Alors que le Château Frontenac n’avait pas encore sa tour centrale et que les architectes rivalisaient d’ingéniosité pour façonner le patrimoine qui séduit encore un siècle plus tard, l’architecte Georges-Émile Tanguay érigeait, en 1912, la caserne Dalhousie, également connue sous le nom de “poste de pompier numéro 5”. De style Beaux-Arts, elle constitue aujourd’hui l’un des édifices les plus remarquables de la rue Dalhousie.
Cependant, le talentueux Tanguay n’avait pas anticipé l’évolution des camions de pompiers. En 1913 la ville a par exemple une voiture à échelles Seagrave de 5,500 livres tirée par un attelage de 5 chevaux (qu’on envisage de remplacer par un « tracteur automobile »). Or avec les décennies qui passent, les véhicules deviennent de plus en plus scintillants et imposants. Les portes, devenues trop étroites, ont rendu la caserne inadaptée, forçant son abandon par les services municipaux. Ce scénario, tristement banal en Amérique du Nord, trouve de nombreux échos à Québec même.
L’ère Lepage: astucieux clin d’œil à la caserne et au théâtre
Abandonné, le bâtiment a dû attendre 1997 et l’intervention de Robert Lepage, metteur en scène et scénographe de renom, pour être récupéré et métamorphosé. Comme il le répétera des décennies plus tard avec le YMCA de la Place d’Youville, le façadisme prédomine : la façade est préservée, tandis que l’arrière est démoli pour créer des espaces fonctionnels pour sa compagnie Ex Machina.
Sur les côtés des rues Bell et de la Barricade, le théâtre arbore un style contemporain, mais reste discret. Du côté de la rue Dalhousie, l’extension se pare d’un décor théâtral qui reproduit fidèlement le style et les teintes de la caserne originelle.
À chaque visite guidée hivernale du Vieux-Québec, je me plaisais à faire deviner à mes clients, depuis le coin de la rue, les matériaux utilisés. L’illusion était parfaite. Ce n’est qu’en s’approchant de la fausse façade et en frappant la surface qu’on découvrait qu’il s’agissait de fibre de verre, et non de brique et de pierre. La surprise et l’émerveillement étaient garantis.
Agrandissement résolument contemporain
Après un peu plus de deux décennies, Ex Machina a cédé la place à la troupe de théâtre jeunesse Les Gros Becs. Suite à un investissement de 37,9 millions de dollars, l’ancienne caserne a subi une seconde transformation de style entièrement contemporain: un cube avec des panneaux gris.

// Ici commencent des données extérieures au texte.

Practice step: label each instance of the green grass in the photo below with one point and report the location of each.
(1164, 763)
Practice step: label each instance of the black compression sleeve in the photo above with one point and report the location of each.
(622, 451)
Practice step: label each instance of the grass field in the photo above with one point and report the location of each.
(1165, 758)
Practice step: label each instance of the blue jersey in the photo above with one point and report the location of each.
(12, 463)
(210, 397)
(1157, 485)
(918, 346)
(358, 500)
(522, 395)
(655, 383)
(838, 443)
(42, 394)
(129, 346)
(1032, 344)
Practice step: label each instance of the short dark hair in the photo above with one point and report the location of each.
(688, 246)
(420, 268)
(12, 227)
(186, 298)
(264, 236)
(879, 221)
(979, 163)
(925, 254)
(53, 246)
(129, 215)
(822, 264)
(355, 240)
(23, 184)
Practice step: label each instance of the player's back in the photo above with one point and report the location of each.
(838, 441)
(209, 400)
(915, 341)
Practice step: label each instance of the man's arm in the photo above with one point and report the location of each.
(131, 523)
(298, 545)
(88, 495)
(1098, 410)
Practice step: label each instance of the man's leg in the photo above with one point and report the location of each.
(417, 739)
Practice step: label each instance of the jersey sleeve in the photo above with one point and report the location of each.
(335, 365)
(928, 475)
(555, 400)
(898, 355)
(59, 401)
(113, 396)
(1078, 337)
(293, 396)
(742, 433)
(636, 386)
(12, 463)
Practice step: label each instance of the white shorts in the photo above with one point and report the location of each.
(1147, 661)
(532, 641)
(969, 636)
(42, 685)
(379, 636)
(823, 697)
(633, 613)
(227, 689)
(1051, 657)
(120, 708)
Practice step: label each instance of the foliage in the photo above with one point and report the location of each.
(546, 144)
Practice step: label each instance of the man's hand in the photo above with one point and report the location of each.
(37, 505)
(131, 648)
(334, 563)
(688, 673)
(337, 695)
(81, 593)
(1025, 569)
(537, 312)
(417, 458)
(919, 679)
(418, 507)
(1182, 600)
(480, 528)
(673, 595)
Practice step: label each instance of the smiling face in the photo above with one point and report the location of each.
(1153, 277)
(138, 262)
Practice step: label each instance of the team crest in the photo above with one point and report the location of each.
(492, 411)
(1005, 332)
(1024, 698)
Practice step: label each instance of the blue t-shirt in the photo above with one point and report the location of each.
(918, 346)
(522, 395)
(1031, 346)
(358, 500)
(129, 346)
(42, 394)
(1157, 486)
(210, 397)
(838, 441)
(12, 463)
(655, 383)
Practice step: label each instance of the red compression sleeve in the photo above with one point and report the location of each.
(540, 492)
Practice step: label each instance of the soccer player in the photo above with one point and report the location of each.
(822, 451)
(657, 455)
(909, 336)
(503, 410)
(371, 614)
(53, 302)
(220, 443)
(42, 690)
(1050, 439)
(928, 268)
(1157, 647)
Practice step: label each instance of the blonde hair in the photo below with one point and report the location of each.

Depuis peu, je présente donc le projet à mes clients. Les réactions sont unanimes : la surprise est bien là, mais l’émerveillement, lui, manque cruellement. Pour certains, c’est l’effroi qui prédomine, pour d’autres, c’est la tristesse. Parfois ils ne me croient pas!
Quel patrimoine pour le futur?
En définitive, la caserne Dalhousie, à travers ses multiples métamorphoses, est devenue le reflet d’un dialogue complexe entre le passé et l’avenir, la conservation et l’innovation. Cette histoire architecturale illustre une tension palpable entre les goûts et les aspirations du grand public et ceux des architectes et des décideurs. Ce fossé, parfois abyssal, soulève une question fondamentale : dans quelle mesure les préférences et les perceptions de la communauté devraient-elles influencer les choix architecturaux et les décisions urbanistiques ?
À chaque transformation de la caserne, nous assistons à une réinterprétation de notre héritage, reflétant les évolutions de notre société et de nos valeurs esthétiques. Toutefois, ces changements, parfois sujets à controverse, nous rappellent que la préservation de notre patrimoine ne se limite pas à une affaire de pierres et de mortier ; elle concerne également le respect et l’intégration des sensibilités de ceux qui vivent et respirent au sein de ces espaces.
Il est également pertinent de se questionner sur l’héritage que nous laissons pour les générations futures. Contribuons-nous à façonner le patrimoine de demain qui inspirera et résistera à l’épreuve du temps, ou risquons-nous de laisser une empreinte architecturale éphémère et sans caractère distinctif?